The case filed by property taxpayers Steven Rand and others, found the state’s administration of the Statewide Education Property Tax was unconstitutional as it results in unequal effective tax rates across the state violating the constitutional provision of “proportional and reasonable taxation.”
In their briefs, the state and the Coalition Communities 2.0 — comprising 26 property wealthy communities — argued the state legislature made a “spending” decision to allow communities that raise more money from statewide property tax revenue than they need to pay for their students’ “adequate education,” to retain the money.
Also, the state Department of Revenue Administration has set the local school tax rate at a negative number to allow unincorporated places with no or few students to avoid paying the statewide property tax.
The state claims the superior court decision violates the constitutional separation of powers provision for the three branches of government, and that unincorporated places are not subject to the Statewide Education Property Tax.
The state claims only the legislature has authority to determine funding and policy, not the judiciary.
“The trial court also properly rejected the latest argument for this disparate treatment,” write the attorneys for the plaintiffs. “Plaintiffs ask that this Court uphold the trial court’s rulings on both issues, reminding the Legislature and the Coalition Communities yet again that everyone in the State, wherever they live, has a constitutional duty to pay uniform taxes to educate all of our children.”
The attorneys note in their brief this is the fourth time the court has been asked to rule on the efforts of a small number of property wealthy communities to avoid paying the full statewide property tax rate, but has sided with the plaintiffs in the prior three decisions.
When the legislature passed the Statewide Education Property Tax in 1999, it tasked local officials to collect the tax.
“This operational structure has fed a persistent resistance in certain communities to remitting to the State the state tax revenue that exceeds the State’s adequacy obligation in those towns,” the attorneys write. “Second, the SWEPT is not a generic tax raising general revenue for the State, but rather was created specifically to raise funds to meet the State’s obligation to fund an adequate education.”
The attorneys note with a state tax the taxing district is the state and not the towns and cities that collect it from each property owner.

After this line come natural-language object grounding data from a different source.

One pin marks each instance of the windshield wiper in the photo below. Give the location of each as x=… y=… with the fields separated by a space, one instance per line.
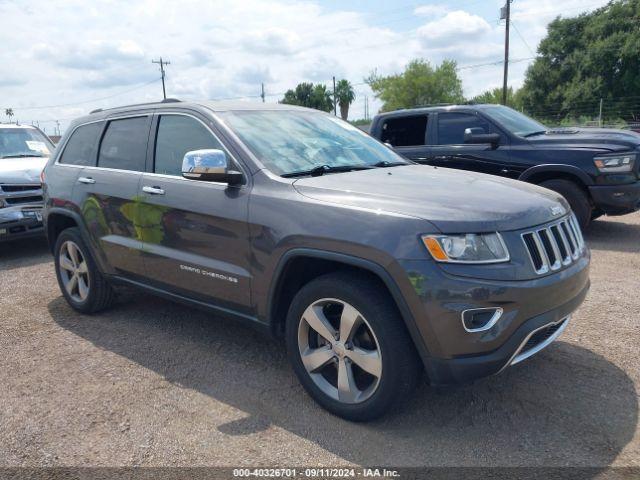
x=533 y=134
x=23 y=155
x=322 y=169
x=384 y=163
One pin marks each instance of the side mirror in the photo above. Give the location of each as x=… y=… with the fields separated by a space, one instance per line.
x=477 y=135
x=209 y=165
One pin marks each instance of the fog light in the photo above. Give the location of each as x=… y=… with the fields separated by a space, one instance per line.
x=480 y=319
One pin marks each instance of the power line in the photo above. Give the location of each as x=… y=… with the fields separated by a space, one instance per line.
x=42 y=107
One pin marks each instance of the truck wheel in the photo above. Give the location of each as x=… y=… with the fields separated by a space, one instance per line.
x=82 y=285
x=576 y=197
x=349 y=347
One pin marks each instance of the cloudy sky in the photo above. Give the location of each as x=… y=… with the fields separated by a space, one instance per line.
x=60 y=59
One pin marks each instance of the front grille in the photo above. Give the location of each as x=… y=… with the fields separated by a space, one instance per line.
x=554 y=246
x=20 y=194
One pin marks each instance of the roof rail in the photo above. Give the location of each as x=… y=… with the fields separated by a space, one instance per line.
x=166 y=100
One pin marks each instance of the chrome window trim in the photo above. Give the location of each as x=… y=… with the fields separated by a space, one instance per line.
x=226 y=150
x=494 y=319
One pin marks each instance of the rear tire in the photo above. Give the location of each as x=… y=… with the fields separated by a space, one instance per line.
x=80 y=281
x=576 y=196
x=360 y=325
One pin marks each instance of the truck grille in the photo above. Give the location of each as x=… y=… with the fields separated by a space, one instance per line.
x=554 y=246
x=12 y=195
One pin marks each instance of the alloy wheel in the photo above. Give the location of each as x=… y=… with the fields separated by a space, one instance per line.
x=74 y=271
x=340 y=351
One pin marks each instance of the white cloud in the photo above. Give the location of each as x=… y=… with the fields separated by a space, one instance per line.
x=73 y=50
x=454 y=28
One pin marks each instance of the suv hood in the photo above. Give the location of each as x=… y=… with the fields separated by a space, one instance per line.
x=600 y=138
x=453 y=201
x=21 y=170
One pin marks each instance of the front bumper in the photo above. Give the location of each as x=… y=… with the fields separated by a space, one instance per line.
x=617 y=199
x=455 y=355
x=17 y=223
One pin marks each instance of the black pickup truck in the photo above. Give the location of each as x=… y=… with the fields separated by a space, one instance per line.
x=596 y=170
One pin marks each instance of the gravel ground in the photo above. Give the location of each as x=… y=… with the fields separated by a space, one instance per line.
x=153 y=383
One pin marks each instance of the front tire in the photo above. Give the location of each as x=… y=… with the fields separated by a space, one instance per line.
x=349 y=347
x=575 y=196
x=80 y=281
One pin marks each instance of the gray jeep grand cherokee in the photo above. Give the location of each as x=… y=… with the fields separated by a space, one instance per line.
x=370 y=266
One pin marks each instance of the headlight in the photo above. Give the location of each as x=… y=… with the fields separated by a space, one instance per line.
x=467 y=248
x=615 y=163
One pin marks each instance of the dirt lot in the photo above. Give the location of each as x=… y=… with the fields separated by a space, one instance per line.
x=153 y=383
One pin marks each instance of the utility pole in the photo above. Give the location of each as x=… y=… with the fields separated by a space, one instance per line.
x=335 y=114
x=600 y=114
x=162 y=64
x=505 y=14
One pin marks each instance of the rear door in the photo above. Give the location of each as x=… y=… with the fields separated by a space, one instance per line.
x=195 y=236
x=107 y=194
x=449 y=149
x=407 y=135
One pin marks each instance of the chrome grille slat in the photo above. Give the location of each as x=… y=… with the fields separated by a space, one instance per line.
x=549 y=244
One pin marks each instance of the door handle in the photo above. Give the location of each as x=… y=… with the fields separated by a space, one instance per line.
x=153 y=190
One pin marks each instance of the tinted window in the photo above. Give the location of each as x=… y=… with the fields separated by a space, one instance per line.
x=405 y=131
x=451 y=127
x=82 y=147
x=124 y=145
x=177 y=135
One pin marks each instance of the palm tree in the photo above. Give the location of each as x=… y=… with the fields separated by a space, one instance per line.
x=345 y=96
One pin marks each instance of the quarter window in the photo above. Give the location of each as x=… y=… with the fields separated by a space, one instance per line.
x=82 y=147
x=177 y=135
x=451 y=127
x=124 y=145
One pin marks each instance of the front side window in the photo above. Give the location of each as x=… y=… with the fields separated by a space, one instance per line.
x=288 y=141
x=16 y=142
x=405 y=131
x=82 y=147
x=177 y=135
x=516 y=122
x=451 y=127
x=124 y=145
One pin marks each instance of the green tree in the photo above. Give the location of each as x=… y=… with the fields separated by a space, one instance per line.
x=309 y=95
x=584 y=59
x=514 y=98
x=345 y=97
x=419 y=84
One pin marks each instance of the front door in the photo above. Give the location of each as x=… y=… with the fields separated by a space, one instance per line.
x=451 y=151
x=108 y=194
x=194 y=233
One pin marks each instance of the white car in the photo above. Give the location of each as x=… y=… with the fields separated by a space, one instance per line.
x=24 y=151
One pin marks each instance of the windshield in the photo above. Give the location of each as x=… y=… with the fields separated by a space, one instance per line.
x=514 y=121
x=23 y=142
x=289 y=141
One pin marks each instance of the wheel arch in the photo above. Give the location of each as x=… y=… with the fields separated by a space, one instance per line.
x=319 y=262
x=57 y=220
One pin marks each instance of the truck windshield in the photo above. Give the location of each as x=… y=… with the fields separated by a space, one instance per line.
x=18 y=142
x=514 y=121
x=289 y=142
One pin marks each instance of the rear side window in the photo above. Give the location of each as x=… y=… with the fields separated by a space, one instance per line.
x=451 y=127
x=82 y=147
x=177 y=135
x=124 y=145
x=405 y=131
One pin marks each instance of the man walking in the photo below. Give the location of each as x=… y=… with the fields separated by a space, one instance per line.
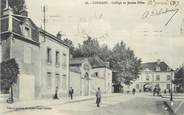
x=71 y=92
x=98 y=97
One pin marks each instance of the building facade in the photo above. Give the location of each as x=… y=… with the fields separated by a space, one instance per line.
x=20 y=40
x=54 y=65
x=90 y=74
x=43 y=59
x=80 y=76
x=154 y=74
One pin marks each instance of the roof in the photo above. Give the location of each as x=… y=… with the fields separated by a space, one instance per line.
x=77 y=61
x=76 y=70
x=53 y=37
x=152 y=66
x=95 y=61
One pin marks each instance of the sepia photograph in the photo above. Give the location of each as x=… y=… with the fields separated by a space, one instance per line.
x=92 y=57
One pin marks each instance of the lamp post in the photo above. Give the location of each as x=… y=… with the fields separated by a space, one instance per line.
x=171 y=92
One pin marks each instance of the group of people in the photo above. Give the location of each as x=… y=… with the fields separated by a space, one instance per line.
x=71 y=92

Since the Claremont II decision in 1997, the court has been clear that taxes raised to pay for the state’s obligation to pay for an adequate education had to be uniform in rate across the state to satisfy the provision of “proportional and reasonable taxation.”
Yet the legislative history makes clear the motivation for the change the legislature passed in 2011 was “a continuing refusal to accept that extra state funds raised locally should be sent to the State to meet the State’s constitutional responsibility,” the plaintiffs argue.
And the attorneys note the coalition town officials testified the excess SWEPT funds were treated as a general financial windfall and not as additional support for education.
At the time of the change in 2011 there is no mention of any “spending decision,” but just an attempt to quiet the consistent unrest between “donor” and “receiver,” towns, which “flies in the face of this Court’s jurisprudence about the obligation of all New Hampshire taxpayers to contribute at equal rates to the adequate education of all our children, regardless of whether they live in the same town or at opposite ends of the state,” the attorneys write.
The plaintiffs also argue there was no precedent for assigning negative tax rates to unincorporated places so they did not have to pay the SWEPT.
The state argued the tax did not apply to unincorporated places because they are not “municipalities” within the meaning of the SWEPT statute.
The law says the commissioner of revenue administration is to set the SWEPT rate on “all persons and property taxable,” the plaintiffs say and “this Court’s case law also interchangeably uses ‘municipality’ to include unincorporated places.”
And the attorneys argue the decision by Superior Court Judge David Ruoff did not create new law as the State claims and he did not overstep his authority to order the practice of excess funds and negative property tax rates cease.
“The Plaintiffs respectfully ask this Court to not once again defer to the Legislature, which has shown little or no inclination to fix school funding, but rather chooses to relitigate settled law time after time,” the plaintiffs write.
“It is not outside of the Court’s authority to see that laws are applied equitably and that constitutional rights are protected.”
The Supreme Court also has an appeal of Ruoff’s ConVal School District lawsuit as well, which found the state failed to set a reasonable figure for the per pupil cost of an adequate education and the judge set a figure nearly double what the state currently pays at $4,100 per pupil.
The state and Coalition Communities 2.0 have 20 days to respond.
The other half of the Rand suit claiming state aid for education has fallen well short of the actual costs which requires local property taxes to pay the difference and those tax rates vary from community to community and is therefore unconstitutional, is currently being heard in Rockingham County Superior Court this week and next.